Thursday, February 11th, 2010

Am Journal Clin NutritionThis study just published in The American Journal of Clinical Nutrition adds further evidence to the importance of evaluating Vitamin B6 for chronic inflammation, cardiovascular and otherwise. As the authors state, “Low vitamin B-6 status has been linked to an increased risk of cardiovascular diseases.
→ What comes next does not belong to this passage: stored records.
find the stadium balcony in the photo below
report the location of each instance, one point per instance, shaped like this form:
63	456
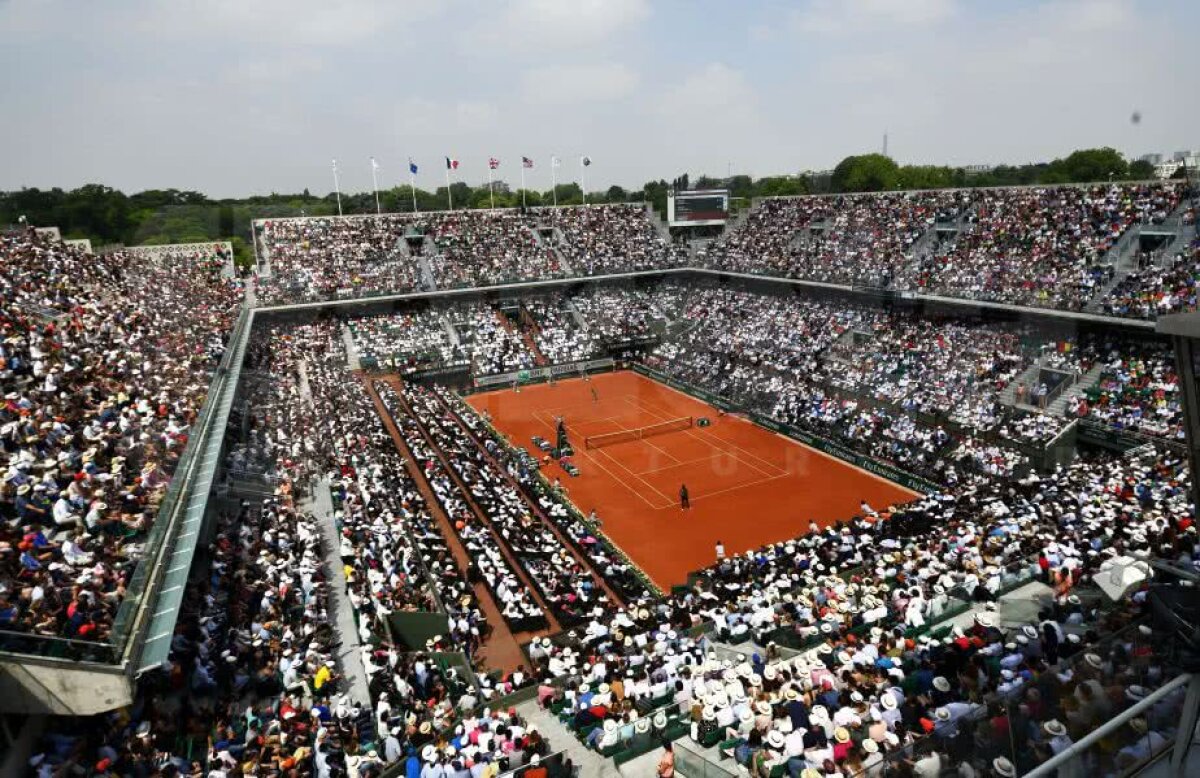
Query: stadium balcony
922	246
51	674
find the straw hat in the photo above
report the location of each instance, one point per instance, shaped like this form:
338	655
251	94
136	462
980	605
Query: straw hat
1055	728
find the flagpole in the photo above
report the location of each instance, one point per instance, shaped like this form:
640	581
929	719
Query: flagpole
337	189
375	183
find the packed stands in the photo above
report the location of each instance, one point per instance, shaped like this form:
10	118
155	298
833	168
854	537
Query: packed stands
1042	246
558	335
485	247
259	680
407	342
601	239
1138	389
106	361
1156	289
321	258
863	239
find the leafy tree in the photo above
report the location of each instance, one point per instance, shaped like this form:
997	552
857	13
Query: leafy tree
865	173
1141	171
1091	165
781	186
225	221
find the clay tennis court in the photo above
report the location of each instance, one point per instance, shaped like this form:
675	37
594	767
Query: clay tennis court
748	485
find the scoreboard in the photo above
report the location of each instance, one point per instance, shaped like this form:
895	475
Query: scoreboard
697	208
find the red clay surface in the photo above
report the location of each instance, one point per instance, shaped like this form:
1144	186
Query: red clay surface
748	485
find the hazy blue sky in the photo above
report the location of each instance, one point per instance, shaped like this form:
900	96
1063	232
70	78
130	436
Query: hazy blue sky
247	96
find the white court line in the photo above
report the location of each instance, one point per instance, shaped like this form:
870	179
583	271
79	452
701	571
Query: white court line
707	441
807	448
621	480
677	460
618	462
736	486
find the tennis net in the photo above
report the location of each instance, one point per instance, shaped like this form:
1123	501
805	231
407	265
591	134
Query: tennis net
636	434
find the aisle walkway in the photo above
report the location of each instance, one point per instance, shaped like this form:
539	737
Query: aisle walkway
349	657
591	764
502	650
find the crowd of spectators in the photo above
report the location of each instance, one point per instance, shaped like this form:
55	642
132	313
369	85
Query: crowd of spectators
1041	246
1157	287
322	258
105	364
557	334
1138	389
492	340
621	315
568	587
405	342
485	247
870	680
857	239
617	238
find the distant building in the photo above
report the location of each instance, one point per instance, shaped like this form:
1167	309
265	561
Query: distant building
1167	169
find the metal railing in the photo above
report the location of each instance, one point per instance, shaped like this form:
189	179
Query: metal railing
156	546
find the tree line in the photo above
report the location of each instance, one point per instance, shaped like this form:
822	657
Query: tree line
161	216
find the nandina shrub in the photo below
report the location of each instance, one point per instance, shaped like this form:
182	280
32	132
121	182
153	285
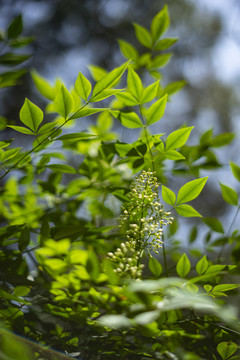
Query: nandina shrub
90	265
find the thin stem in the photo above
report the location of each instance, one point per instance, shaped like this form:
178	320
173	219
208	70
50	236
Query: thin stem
165	258
146	135
41	142
228	232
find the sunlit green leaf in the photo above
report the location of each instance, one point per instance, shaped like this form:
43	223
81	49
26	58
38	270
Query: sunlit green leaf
62	168
11	78
143	35
127	98
160	23
83	86
15	28
43	86
160	61
191	190
172	87
76	136
164	44
168	195
97	72
31	115
63	102
22	129
222	139
173	155
128	119
229	195
87	112
104	94
128	50
156	111
178	138
109	80
202	265
149	93
183	266
154	266
235	170
187	211
214	224
134	83
114	321
227	349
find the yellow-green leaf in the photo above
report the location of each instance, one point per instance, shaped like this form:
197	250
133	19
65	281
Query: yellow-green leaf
31	115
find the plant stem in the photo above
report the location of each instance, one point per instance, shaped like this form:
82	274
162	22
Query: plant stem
165	258
228	232
41	142
146	135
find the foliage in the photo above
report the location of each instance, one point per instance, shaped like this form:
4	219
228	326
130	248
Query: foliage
71	277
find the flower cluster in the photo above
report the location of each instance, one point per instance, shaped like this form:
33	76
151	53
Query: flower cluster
142	222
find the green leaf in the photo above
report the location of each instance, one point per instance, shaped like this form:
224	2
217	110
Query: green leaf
43	86
222	139
31	115
21	129
134	83
160	61
24	239
149	93
154	266
92	265
127	98
10	78
109	80
128	50
62	168
105	94
143	35
225	287
160	24
214	224
229	195
202	265
63	102
46	128
227	349
87	112
9	154
178	138
174	155
187	211
235	170
191	190
146	317
10	59
168	196
114	321
183	266
21	42
76	136
156	110
97	72
164	44
83	87
215	269
128	119
15	28
4	144
173	87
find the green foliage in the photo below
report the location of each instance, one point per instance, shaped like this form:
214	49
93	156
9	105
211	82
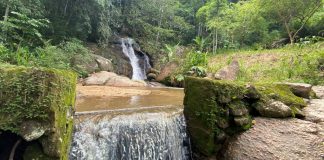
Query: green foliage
198	71
43	95
22	31
65	56
297	63
196	59
171	53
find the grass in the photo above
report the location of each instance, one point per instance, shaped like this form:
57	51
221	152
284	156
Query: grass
289	64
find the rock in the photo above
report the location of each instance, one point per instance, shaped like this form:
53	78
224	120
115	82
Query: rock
31	130
314	112
239	111
242	121
277	139
167	71
111	79
229	72
120	62
120	81
99	78
94	64
151	76
274	109
319	91
104	64
252	92
300	89
223	123
156	84
210	75
155	71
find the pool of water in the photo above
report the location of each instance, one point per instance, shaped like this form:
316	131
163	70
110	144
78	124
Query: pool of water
156	97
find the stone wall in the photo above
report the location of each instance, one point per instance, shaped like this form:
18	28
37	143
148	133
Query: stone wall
217	110
37	104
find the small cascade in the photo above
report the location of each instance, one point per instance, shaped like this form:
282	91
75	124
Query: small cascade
147	64
137	136
138	72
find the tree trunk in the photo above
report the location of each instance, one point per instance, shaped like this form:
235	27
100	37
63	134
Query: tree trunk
216	45
7	11
13	150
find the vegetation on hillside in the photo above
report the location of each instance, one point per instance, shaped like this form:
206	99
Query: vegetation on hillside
51	33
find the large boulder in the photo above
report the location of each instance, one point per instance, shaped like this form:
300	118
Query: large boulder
229	72
91	64
215	109
277	139
315	111
36	104
319	91
274	109
111	79
167	70
300	89
103	63
99	78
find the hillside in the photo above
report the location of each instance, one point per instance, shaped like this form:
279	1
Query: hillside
291	63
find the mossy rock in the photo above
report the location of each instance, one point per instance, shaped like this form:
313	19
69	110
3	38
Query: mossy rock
206	109
215	107
280	92
43	95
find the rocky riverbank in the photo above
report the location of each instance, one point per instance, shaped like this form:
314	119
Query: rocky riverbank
236	121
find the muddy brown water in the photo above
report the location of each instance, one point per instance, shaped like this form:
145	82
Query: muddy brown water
158	97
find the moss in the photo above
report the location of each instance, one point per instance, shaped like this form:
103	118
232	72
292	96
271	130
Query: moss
215	107
280	93
206	109
34	152
43	95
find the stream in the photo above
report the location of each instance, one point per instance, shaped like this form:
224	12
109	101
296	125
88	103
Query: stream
147	126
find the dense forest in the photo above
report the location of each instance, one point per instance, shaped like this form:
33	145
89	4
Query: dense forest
48	33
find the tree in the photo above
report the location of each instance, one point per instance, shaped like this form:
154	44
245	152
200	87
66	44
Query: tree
292	14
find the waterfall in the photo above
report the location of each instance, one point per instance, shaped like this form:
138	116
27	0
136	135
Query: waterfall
137	136
128	50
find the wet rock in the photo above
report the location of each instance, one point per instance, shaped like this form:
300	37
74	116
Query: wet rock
31	130
223	123
300	89
94	64
229	72
314	112
151	76
252	92
120	81
99	78
319	91
242	121
239	111
277	139
104	64
155	71
274	109
167	71
111	79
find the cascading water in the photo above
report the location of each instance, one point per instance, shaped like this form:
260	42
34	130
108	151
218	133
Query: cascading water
128	50
137	136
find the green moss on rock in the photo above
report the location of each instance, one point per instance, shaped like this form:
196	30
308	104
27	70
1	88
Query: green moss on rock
43	95
213	108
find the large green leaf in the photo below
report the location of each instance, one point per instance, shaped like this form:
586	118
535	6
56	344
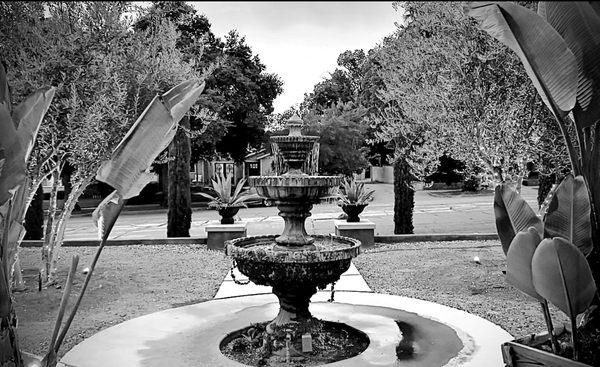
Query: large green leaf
547	59
150	135
579	26
568	214
518	261
513	215
562	275
106	214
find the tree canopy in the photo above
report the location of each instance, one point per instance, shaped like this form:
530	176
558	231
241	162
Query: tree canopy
239	93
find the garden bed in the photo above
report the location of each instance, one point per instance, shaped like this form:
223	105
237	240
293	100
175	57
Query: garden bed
131	281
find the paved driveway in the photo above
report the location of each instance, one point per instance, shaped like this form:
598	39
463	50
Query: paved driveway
448	211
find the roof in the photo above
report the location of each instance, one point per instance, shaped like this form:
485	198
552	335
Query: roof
260	154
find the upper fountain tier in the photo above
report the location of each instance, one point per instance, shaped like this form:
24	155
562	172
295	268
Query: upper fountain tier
294	148
295	152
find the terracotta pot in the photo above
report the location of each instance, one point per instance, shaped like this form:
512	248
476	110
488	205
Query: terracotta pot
228	213
353	210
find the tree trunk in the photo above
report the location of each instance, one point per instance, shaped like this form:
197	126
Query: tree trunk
179	217
404	198
49	225
61	225
163	182
10	355
34	219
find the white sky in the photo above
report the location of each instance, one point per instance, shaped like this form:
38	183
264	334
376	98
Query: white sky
300	41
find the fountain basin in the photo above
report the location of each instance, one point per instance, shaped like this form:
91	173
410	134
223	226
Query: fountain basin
191	335
294	275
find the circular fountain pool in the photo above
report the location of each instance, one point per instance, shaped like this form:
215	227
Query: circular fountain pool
191	335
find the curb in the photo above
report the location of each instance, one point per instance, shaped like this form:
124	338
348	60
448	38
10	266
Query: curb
399	238
150	242
437	237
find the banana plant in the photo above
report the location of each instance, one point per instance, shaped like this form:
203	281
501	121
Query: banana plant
547	261
562	275
558	47
127	171
18	130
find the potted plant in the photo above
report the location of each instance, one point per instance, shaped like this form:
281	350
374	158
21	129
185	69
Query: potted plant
558	49
353	198
228	203
546	259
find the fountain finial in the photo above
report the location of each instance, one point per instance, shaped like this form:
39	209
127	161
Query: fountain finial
295	125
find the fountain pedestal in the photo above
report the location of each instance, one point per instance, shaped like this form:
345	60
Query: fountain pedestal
294	236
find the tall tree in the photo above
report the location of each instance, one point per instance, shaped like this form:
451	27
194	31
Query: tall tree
238	97
105	75
342	136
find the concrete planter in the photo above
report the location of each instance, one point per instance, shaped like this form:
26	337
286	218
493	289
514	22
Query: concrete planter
217	234
353	210
228	213
364	231
522	353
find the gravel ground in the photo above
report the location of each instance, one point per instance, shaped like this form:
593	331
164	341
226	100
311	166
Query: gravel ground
129	281
446	273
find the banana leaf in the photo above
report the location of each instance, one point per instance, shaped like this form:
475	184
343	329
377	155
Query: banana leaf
562	275
127	169
568	214
513	215
579	26
150	135
547	59
518	261
106	214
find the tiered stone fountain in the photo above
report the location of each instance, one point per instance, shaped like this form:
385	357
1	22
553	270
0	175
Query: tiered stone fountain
293	263
386	330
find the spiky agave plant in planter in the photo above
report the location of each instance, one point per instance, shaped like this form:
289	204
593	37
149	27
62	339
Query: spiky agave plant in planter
560	51
353	198
228	203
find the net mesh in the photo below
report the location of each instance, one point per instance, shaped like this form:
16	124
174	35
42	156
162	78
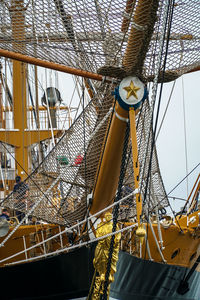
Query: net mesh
110	37
93	34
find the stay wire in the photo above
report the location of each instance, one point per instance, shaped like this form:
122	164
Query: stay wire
116	210
169	15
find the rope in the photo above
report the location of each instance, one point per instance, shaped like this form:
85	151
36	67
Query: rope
185	137
170	14
116	210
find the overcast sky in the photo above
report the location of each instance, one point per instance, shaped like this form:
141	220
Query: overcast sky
171	140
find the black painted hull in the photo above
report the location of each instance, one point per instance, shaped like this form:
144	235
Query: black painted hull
69	276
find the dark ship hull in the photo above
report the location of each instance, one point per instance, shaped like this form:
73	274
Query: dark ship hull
69	276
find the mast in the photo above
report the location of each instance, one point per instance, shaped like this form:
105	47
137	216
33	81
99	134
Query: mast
20	137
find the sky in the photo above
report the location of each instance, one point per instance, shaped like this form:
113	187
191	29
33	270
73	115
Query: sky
171	140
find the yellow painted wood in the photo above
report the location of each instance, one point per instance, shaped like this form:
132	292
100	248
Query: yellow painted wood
136	166
108	175
29	137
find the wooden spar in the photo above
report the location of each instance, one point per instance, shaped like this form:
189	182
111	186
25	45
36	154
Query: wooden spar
107	179
126	20
136	40
50	65
136	166
19	90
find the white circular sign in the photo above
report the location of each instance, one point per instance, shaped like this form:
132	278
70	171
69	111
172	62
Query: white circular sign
131	90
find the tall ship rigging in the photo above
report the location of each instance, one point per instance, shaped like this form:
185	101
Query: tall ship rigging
97	212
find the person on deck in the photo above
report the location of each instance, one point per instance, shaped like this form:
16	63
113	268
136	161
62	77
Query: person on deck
5	214
20	191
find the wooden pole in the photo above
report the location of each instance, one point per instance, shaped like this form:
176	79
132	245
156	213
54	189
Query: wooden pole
50	65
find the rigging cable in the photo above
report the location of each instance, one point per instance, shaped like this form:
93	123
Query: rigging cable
185	138
170	15
116	210
164	115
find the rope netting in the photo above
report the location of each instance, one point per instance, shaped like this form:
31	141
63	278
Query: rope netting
102	34
59	187
115	38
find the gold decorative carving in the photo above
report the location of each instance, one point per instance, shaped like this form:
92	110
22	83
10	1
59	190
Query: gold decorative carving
102	253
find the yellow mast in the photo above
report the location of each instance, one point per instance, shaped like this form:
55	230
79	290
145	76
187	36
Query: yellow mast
20	137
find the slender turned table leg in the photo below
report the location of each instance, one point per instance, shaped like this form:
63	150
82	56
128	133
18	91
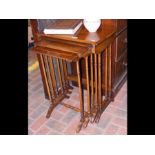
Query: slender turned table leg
96	81
53	76
92	87
65	74
106	74
109	73
44	74
48	88
99	83
48	76
59	75
88	91
81	98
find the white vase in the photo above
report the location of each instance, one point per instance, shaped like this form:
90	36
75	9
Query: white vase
92	24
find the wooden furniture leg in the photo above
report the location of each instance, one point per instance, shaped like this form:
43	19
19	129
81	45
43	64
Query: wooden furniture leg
88	93
81	98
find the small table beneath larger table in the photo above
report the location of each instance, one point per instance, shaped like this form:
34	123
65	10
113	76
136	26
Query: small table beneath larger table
98	43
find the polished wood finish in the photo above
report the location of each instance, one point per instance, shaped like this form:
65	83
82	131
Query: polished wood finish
102	57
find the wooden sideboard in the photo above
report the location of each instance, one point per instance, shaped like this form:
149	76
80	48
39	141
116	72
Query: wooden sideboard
118	28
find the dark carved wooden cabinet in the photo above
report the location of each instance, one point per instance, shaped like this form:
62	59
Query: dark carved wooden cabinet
119	68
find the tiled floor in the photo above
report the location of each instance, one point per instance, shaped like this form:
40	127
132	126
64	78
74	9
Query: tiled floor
63	120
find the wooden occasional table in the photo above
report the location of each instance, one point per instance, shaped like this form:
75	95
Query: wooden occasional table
98	65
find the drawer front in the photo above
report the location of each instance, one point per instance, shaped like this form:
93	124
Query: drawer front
120	24
121	67
121	44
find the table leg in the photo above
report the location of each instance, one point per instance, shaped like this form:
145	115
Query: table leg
81	98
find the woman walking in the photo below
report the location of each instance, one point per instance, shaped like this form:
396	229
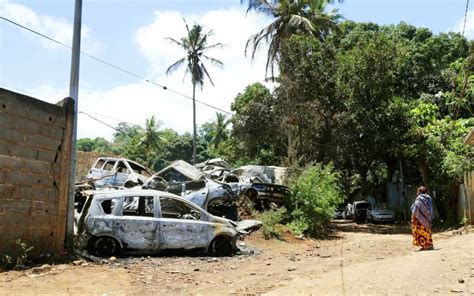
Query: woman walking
421	219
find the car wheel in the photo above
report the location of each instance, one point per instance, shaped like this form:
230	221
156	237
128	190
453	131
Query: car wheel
221	246
105	246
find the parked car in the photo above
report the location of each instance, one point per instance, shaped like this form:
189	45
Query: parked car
257	183
150	221
348	212
358	210
116	172
185	180
338	213
380	212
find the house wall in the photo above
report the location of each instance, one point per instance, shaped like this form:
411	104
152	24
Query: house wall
34	172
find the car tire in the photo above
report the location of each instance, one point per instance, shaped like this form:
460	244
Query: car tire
105	246
221	246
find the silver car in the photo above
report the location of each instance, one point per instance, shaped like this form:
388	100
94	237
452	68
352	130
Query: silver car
116	172
150	221
380	212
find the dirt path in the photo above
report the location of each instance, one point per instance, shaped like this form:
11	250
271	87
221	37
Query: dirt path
359	259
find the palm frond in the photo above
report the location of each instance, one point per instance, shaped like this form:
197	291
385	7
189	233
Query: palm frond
175	66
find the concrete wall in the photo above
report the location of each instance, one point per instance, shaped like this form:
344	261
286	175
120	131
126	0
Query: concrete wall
34	170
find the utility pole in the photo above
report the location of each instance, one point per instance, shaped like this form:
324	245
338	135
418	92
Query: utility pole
74	94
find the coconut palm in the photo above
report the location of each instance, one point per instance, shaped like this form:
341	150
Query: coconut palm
219	132
195	46
306	17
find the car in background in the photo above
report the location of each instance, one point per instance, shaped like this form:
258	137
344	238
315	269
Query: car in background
150	221
359	210
339	212
380	212
117	172
263	185
185	180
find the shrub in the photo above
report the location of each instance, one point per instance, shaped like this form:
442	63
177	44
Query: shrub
270	219
18	260
313	200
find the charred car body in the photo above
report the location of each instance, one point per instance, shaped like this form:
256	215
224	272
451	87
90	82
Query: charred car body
261	184
380	212
149	221
117	172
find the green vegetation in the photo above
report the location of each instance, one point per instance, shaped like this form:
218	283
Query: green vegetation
379	103
195	45
313	199
18	259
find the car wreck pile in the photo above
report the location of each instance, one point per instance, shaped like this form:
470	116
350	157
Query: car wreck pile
123	206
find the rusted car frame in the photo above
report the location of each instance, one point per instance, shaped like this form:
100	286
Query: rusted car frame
118	172
150	221
183	179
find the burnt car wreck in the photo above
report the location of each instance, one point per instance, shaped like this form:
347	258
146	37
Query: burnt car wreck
140	221
123	207
185	180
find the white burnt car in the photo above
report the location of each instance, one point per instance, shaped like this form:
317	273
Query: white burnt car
149	221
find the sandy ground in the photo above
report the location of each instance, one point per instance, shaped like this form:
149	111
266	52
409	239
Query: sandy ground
359	259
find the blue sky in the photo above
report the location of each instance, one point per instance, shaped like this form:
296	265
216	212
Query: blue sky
131	34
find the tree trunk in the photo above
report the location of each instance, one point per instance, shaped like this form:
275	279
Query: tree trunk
424	173
194	123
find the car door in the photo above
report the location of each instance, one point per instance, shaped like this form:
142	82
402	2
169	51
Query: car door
137	225
120	174
182	225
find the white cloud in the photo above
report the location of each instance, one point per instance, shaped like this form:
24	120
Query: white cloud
56	28
469	29
134	102
231	27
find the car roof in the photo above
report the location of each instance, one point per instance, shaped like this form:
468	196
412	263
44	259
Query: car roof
125	160
108	194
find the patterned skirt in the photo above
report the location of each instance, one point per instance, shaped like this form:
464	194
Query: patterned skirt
421	234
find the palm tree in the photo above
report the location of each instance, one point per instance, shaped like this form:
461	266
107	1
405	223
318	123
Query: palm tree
306	17
219	132
151	140
195	45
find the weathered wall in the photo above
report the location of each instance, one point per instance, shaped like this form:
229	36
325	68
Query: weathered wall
34	170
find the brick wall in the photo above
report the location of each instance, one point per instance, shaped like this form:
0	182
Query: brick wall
34	171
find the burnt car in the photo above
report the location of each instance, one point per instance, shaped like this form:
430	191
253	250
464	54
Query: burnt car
149	221
117	172
380	212
258	183
183	179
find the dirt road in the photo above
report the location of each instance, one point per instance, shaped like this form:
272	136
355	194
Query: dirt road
358	259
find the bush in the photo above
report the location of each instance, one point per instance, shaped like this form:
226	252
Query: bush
270	220
18	260
313	200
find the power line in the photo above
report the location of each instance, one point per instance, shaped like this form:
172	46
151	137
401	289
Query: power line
80	111
104	123
116	67
465	17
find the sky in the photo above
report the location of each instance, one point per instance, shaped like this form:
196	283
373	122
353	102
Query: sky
131	34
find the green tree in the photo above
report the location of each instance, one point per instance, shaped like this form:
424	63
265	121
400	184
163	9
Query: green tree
219	131
147	146
195	45
256	133
307	17
313	199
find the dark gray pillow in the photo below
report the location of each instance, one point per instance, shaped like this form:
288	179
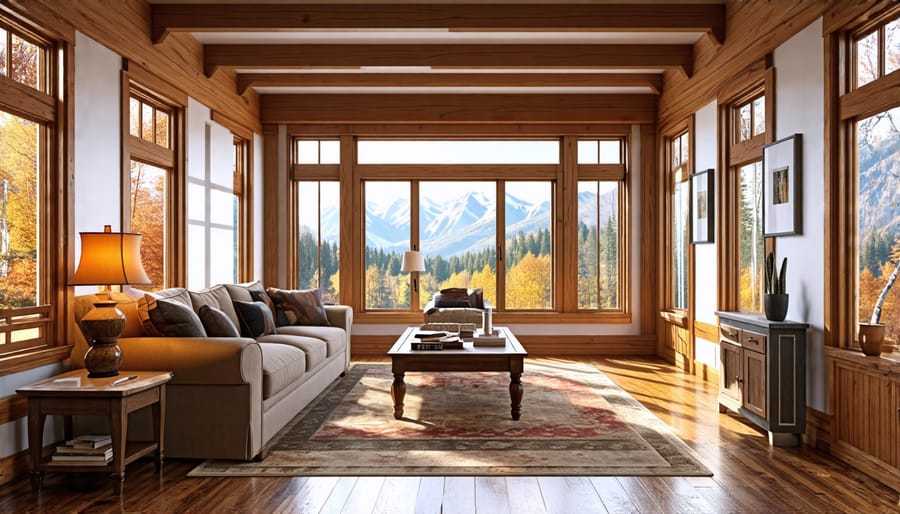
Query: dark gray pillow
255	318
169	318
216	322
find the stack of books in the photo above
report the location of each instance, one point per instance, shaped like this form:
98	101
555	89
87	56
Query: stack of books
84	450
494	338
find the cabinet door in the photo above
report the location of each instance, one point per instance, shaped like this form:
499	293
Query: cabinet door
754	381
730	371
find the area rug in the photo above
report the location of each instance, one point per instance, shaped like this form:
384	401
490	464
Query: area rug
575	421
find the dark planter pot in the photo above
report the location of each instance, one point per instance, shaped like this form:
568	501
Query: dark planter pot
776	306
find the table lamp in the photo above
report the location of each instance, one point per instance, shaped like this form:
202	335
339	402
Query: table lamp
413	261
107	258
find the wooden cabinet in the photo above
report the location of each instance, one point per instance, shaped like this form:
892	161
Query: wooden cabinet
762	373
865	409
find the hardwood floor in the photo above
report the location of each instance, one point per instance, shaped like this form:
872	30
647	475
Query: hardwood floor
749	476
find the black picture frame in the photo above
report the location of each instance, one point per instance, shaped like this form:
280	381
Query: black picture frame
703	207
782	187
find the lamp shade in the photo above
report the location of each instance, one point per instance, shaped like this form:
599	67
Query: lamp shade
412	261
110	258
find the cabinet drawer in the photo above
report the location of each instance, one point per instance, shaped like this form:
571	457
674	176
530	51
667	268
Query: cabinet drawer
729	334
753	341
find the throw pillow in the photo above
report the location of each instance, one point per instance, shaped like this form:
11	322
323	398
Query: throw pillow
167	318
259	295
298	306
216	322
255	317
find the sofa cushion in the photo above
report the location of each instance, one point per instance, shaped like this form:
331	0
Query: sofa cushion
298	306
335	337
242	291
316	350
216	323
255	318
282	365
170	318
216	296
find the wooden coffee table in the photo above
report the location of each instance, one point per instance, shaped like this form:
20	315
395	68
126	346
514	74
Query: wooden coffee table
510	358
98	397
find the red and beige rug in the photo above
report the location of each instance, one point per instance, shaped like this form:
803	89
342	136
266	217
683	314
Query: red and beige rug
575	421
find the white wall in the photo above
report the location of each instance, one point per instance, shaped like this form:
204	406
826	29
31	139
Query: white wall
799	101
706	279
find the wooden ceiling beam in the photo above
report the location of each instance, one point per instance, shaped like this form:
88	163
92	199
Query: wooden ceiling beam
449	56
649	80
662	17
457	108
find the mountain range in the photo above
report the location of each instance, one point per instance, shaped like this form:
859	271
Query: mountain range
463	223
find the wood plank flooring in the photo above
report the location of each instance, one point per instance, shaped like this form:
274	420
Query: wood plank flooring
749	476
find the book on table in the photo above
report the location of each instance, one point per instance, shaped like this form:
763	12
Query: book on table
90	441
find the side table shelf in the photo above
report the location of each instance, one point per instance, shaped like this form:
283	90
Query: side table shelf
97	397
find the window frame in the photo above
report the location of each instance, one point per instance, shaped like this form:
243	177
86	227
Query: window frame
845	105
563	176
759	79
672	177
51	108
137	81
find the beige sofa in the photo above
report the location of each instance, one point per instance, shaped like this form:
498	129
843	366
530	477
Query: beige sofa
230	396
The cardioprotective effects of vitamin B-6 independent of homocysteine suggest that additional mechanisms may be involved.” Their data demonstrated a powerful link: “We measured plasma pyridoxal-5′-phosphate (PLP), C-reactive protein (CRP), and an oxidative DNA damage marker, urinary 8-hydroxydeoxyguanosine (8-OHdG)…There was a strong dose-response relation of plasma PLP concentration with plasma CRP. Increasing quartiles of PLP were significantly associated with lower CRP concentrations and with lower urinary 8-OHdG concentrations.” Of equal importance was their finding that Metabolic syndrome, obesity, and diabetes were also significantly associated with low plasma PLP concentrations.” It is important to note that they measured the  metabolically activated form of B6, not the one found in foods and most supplements. Many people have a genotype that does not allow them to accomplish this activation efficiently, which is why we supplement with the activated form when indicated.